Devenu Colonel, il n’aura pas la prétention de se
croire plus habile que Turenne, Catinat &
Luxembourg ; il étudiera leurs campagnes, non pas
pour les épiloguer, mais pour tâcher de se former
sur ces modèles ; il ne dira pas que le Maréchal
de Puyseguer n’a donné que de faux principes. Il
ira ressassant les écrits du Chevalier Folard,
qui, à la vérité, sont un peu diffus &
verbeux, mais où l’on trouve du savoir & de
fort bonnes maximes ; il lira ceux qui ont
ressassé ces écrits pour les
perfectionner.
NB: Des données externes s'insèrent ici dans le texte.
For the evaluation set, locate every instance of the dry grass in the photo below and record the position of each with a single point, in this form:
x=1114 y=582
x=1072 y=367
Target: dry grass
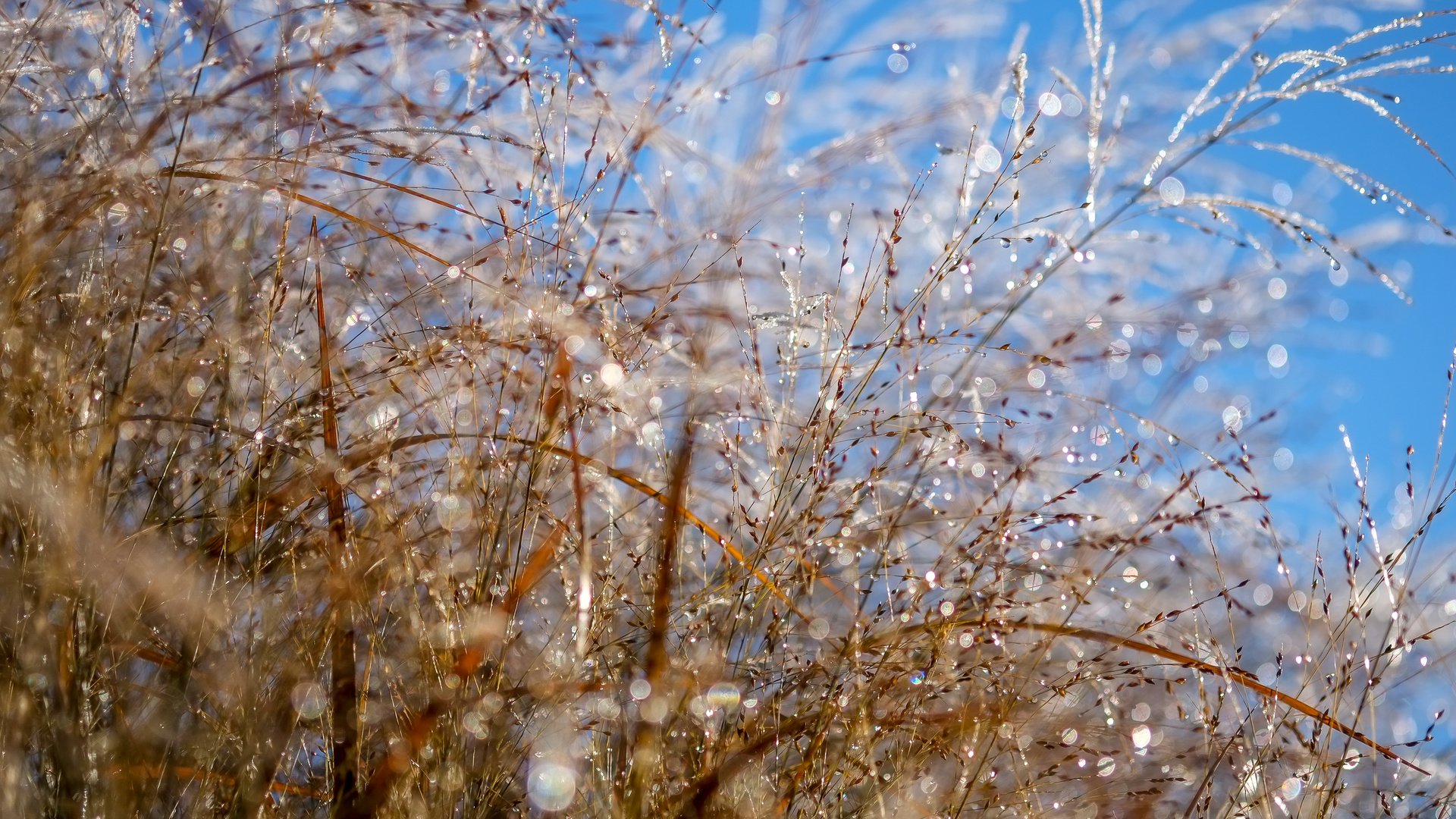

Il ne perdra pas son temps à
feuilleter les critiques qui les ont attaqués ;
parce que ceux-ci n’ont fait que ressasser des
préjugés condamnés par tous les bons Généraux,
& par les Militaires les plus éclairés ; parce
que l’on a répondu cent fois à leurs objections,
par les raisons les plus fortes, & que ces
objections reparoissant toujours, il ne faut plus
s’en mettre en peine, d’autant que ces Critiques
ne se rendront jamais. Néanmoins je viens de
parcourir une Brochure qui m’a paru un petit
chef-d’œuvre de goût & de raison ; elle est
intitulée : L’Ordre profond &
l’Ordre mince, considérés par rapport aux effets
de l’Artillerie. Réponse de l’Auteur de
l’Artillerie nouvelle, à MM. de Mesnil, Durand
& de Maizeroy *
3. Mon fils fera bien de la
lire, afin de se former une idée de la solidité
des raisonnemens par lesquels on prétend
pulvériser Folard & ses Spectateurs. Il apprendra dans cet opuscule, que la
phalange des Grecs & le systême des colonnes
de Folard sont la même chose ; que le Maréchal de
Saxe a créé une ordonnance sur quatre pour
l’attaque, & sur deux pour le feu ; que si ce
Général eût seulement soupçonné jusqu’où l’on
pouvoit pousser la perfection de la mousquetterie
& de l’artillerie, il auroit bien chanté sur
un autre ton ; *
4que ces effets sont devenus si terribles, que dans une troupe de
500 hommes en colonne, on doit en tuer
nécessairement 722. Il y verra aussi que la
vivacité françoise doit être tournée du côté du
feu ; que la perfection de l’artillerie & de
la mousqueterie étant toute au profit de la
défense, on doit s’attacher à rendre celle-ci
tellement inexpugnable, que l’on soit obligé de
renoncer à tout projet d’attaque, ce qui
rameneroit à demeure la paix & la tranquillité
sur la terre.*
5
Ces assertions, ces maximes, &
diverses autres choses, sont d’autant plus
précieuses, qu’on ne les trouve dans aucun livre
ancien ni moderne.*
6
Je conserverai précieusement à mon
fils, un exemplaire de cet Ouvrage, afin qu’il le
consulte dans les occasions difficiles. Je me
propose de lui former une bibliothèque de quelques
Ouvrages nouveaux dans le même genre. Quant à ses
frères, j’aurai soin d’écarter d’eux tout livre à
paradoxes, tout systême brillant & nouveau ;
je sens que ce ne sera pas une petite affaire ;
mais à l’aide d’un peu de bon sens & de
beaucoup de patience, j’espère d’en venir à bout.